Weights and outputs become nan

Nemfor · May 12, 2022, 10:26pm

Hi! I face the following problem:
I try to use custom loss (RMSLE)

class RMSLELoss(nn.Module):
    def __init__(self):
        super().__init__()
        self.mse = nn.MSELoss(reduction='none')
    def forward(self, pred, actual):
        return torch.sqrt(self.mse(torch.log(pred + 1), torch.log(actual + 1)))

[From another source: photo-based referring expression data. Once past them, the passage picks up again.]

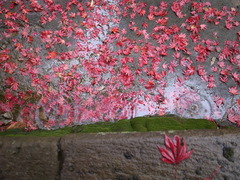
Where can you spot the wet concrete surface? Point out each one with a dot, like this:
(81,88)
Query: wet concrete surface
(115,156)
(152,73)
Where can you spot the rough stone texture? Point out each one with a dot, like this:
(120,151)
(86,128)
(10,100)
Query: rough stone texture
(134,156)
(119,156)
(29,158)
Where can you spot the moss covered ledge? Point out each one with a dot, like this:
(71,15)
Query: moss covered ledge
(138,124)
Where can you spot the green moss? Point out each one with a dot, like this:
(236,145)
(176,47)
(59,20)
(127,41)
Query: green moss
(139,124)
(163,124)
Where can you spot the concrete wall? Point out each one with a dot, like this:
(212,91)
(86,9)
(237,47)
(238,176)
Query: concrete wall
(118,156)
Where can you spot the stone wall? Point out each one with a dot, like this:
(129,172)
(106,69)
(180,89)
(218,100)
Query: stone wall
(118,156)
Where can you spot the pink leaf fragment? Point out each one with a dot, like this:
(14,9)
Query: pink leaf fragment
(175,151)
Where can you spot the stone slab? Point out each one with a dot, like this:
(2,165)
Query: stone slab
(29,158)
(134,156)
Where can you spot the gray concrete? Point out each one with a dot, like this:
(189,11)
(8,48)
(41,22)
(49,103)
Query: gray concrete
(118,156)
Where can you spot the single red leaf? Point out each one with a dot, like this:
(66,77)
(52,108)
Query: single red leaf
(175,151)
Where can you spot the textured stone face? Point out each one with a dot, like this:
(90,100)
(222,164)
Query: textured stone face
(72,62)
(118,156)
(29,158)
(135,156)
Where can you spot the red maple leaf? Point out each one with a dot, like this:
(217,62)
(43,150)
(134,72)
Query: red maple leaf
(175,151)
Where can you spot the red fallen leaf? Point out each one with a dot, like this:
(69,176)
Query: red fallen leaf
(51,55)
(115,30)
(175,151)
(17,125)
(233,90)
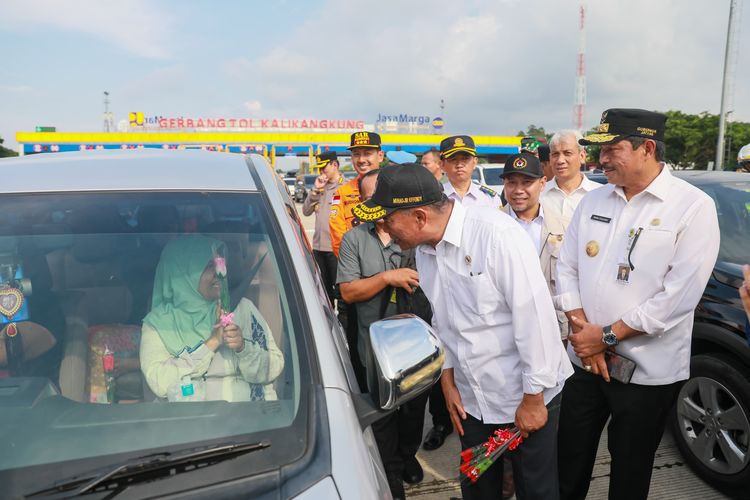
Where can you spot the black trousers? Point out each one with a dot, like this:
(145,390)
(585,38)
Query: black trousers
(534,461)
(352,338)
(438,408)
(637,416)
(328,264)
(399,434)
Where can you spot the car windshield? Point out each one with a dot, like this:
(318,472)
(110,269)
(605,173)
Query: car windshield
(733,206)
(493,176)
(78,275)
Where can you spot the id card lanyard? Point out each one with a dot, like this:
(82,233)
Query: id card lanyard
(626,264)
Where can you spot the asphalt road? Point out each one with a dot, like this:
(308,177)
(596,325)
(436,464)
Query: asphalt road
(672,479)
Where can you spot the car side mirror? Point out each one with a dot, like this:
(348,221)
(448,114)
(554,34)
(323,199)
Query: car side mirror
(408,359)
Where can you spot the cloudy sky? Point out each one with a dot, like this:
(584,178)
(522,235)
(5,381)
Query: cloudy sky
(498,64)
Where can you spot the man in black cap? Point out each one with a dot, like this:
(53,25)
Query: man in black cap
(636,258)
(319,201)
(504,363)
(459,160)
(524,182)
(369,274)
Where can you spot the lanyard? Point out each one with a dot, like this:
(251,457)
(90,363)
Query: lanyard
(633,237)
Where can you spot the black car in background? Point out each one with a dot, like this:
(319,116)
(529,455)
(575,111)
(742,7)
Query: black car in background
(711,419)
(303,186)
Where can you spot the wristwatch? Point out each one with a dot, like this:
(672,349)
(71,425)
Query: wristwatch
(609,337)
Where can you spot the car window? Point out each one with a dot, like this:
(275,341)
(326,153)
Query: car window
(732,201)
(119,296)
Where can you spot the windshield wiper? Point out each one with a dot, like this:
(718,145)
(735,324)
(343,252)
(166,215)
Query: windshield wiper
(152,466)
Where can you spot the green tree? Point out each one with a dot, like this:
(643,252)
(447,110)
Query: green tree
(534,131)
(5,151)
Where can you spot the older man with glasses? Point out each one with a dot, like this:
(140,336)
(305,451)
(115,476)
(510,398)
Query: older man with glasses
(369,274)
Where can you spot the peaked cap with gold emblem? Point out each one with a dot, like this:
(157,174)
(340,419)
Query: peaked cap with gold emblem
(618,123)
(457,144)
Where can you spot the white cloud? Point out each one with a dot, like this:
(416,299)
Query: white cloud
(15,88)
(499,65)
(253,106)
(137,26)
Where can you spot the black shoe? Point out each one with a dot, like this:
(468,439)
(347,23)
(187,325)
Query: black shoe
(413,472)
(397,487)
(436,437)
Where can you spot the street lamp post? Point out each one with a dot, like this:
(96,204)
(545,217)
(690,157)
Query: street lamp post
(719,164)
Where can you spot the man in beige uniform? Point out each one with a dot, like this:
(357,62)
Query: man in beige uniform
(524,182)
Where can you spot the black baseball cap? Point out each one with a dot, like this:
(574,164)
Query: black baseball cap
(399,186)
(325,158)
(523,163)
(543,152)
(457,144)
(364,139)
(618,123)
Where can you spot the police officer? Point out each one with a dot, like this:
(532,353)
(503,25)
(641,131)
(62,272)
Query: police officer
(636,258)
(319,201)
(366,156)
(459,159)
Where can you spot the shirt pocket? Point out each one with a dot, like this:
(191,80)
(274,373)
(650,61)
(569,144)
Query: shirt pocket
(653,251)
(475,298)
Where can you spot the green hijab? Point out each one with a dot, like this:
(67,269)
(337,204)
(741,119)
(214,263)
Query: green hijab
(179,313)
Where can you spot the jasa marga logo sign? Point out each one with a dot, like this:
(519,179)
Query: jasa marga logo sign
(404,119)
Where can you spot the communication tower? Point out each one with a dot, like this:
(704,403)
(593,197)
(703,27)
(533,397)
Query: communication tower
(579,109)
(109,121)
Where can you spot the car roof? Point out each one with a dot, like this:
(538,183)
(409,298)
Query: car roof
(128,170)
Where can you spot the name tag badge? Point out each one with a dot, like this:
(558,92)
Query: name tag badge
(601,218)
(623,274)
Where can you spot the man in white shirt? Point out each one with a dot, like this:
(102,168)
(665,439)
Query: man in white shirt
(636,258)
(569,185)
(431,161)
(505,364)
(524,182)
(459,160)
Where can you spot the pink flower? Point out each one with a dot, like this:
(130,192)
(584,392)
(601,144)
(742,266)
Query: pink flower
(221,266)
(226,319)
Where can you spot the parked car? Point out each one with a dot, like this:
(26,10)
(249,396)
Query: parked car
(303,186)
(290,184)
(711,420)
(81,236)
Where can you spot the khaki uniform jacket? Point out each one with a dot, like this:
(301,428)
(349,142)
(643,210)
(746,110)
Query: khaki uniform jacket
(553,231)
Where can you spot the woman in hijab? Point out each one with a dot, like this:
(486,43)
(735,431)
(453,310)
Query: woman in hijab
(183,341)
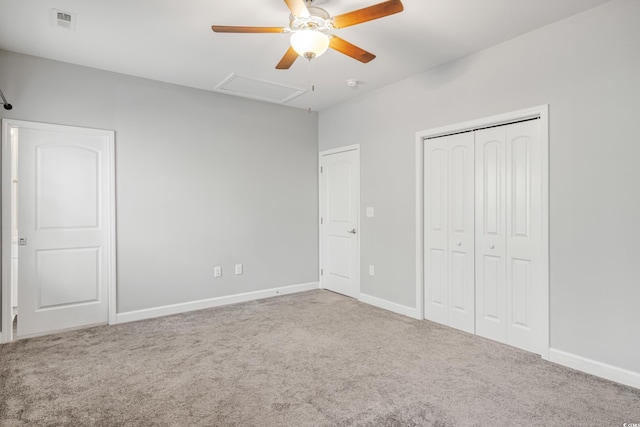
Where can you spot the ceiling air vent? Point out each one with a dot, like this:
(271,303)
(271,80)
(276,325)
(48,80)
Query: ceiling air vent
(63,19)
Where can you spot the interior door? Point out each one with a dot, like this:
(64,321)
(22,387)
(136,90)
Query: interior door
(339,199)
(449,236)
(491,277)
(523,233)
(64,228)
(508,234)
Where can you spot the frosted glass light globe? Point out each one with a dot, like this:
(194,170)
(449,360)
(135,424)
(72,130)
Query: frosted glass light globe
(309,43)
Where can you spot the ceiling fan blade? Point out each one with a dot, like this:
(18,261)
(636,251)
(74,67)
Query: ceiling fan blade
(298,8)
(288,59)
(370,13)
(236,29)
(343,46)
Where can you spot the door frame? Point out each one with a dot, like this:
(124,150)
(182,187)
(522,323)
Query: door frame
(354,147)
(10,127)
(541,112)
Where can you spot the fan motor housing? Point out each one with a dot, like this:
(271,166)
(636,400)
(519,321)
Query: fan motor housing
(318,19)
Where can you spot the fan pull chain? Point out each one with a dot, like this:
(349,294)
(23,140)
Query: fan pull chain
(311,85)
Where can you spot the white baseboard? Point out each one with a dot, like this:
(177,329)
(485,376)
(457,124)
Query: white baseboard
(149,313)
(391,306)
(596,368)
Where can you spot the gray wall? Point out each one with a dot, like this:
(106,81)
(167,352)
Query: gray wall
(587,68)
(203,179)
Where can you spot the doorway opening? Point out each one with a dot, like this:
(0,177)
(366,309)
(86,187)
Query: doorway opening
(58,228)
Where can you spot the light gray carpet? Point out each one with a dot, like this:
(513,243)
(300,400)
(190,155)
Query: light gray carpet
(310,359)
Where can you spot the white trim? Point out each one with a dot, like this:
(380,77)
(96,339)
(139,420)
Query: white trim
(542,112)
(594,367)
(354,147)
(150,313)
(6,324)
(340,149)
(7,126)
(391,306)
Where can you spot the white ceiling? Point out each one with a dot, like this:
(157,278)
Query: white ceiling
(171,41)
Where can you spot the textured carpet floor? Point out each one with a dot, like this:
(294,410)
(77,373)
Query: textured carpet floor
(310,359)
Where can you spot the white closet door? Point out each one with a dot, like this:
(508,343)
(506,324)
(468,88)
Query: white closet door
(436,231)
(449,236)
(491,293)
(523,203)
(508,234)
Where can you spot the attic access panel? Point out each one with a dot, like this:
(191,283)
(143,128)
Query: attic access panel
(262,90)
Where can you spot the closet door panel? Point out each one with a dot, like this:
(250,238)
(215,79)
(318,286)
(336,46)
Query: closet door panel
(461,232)
(523,219)
(490,229)
(436,215)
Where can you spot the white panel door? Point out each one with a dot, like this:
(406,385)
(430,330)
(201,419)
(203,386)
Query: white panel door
(490,232)
(508,234)
(339,198)
(523,234)
(436,230)
(461,232)
(449,236)
(65,229)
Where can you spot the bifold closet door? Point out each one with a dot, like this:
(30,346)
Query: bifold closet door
(508,227)
(449,235)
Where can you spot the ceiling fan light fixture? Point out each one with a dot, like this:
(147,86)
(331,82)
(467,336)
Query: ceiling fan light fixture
(309,43)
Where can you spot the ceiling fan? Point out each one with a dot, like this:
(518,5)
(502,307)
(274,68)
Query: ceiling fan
(309,26)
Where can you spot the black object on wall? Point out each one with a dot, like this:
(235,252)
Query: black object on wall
(7,106)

during training I use loss.mean() to average the results

output = self._model(batch).squeeze(dim=1)
target = batch['target'].to(self._device)
loss = loss_func(output, target)
loss = loss.mean()

So i just average the loss by myself, but after some iterations weights and outputs become nans.
But if i replace in init of RMSLE class to just MSELoss() with reduction as default- so it avarages by itself, all problems will go away. Why it happens?
If i use just MSELoss(), not my custom, the problem doesnt show again.

AlphaBetaGamma96 · May 12, 2022, 10:56pm

Are your pred and actual Tensors strictly positive? the Log of a negative number is undefined and will lead to a nan.

Nemfor · May 13, 2022, 6:50am

I can chech it but the question is why the are becoming probably negative only in the case when I avarage my loss by myself?
And as I sad, the weights of the layears are always become to nans

eqy · May 13, 2022, 7:01am

I’m not sure the expressions are identical as the first computes the mean inside the sqrt while the second does it on the outside so they could have different numerical properties.
e.g.,
d/dx((sqrt(x) + sqrt(y))/2) is 1/(4sqrt(x))
whereas
d/dx(sqrt((x + y )/ 2)) is 1/(2sqrt(2)sqrt(x+y)）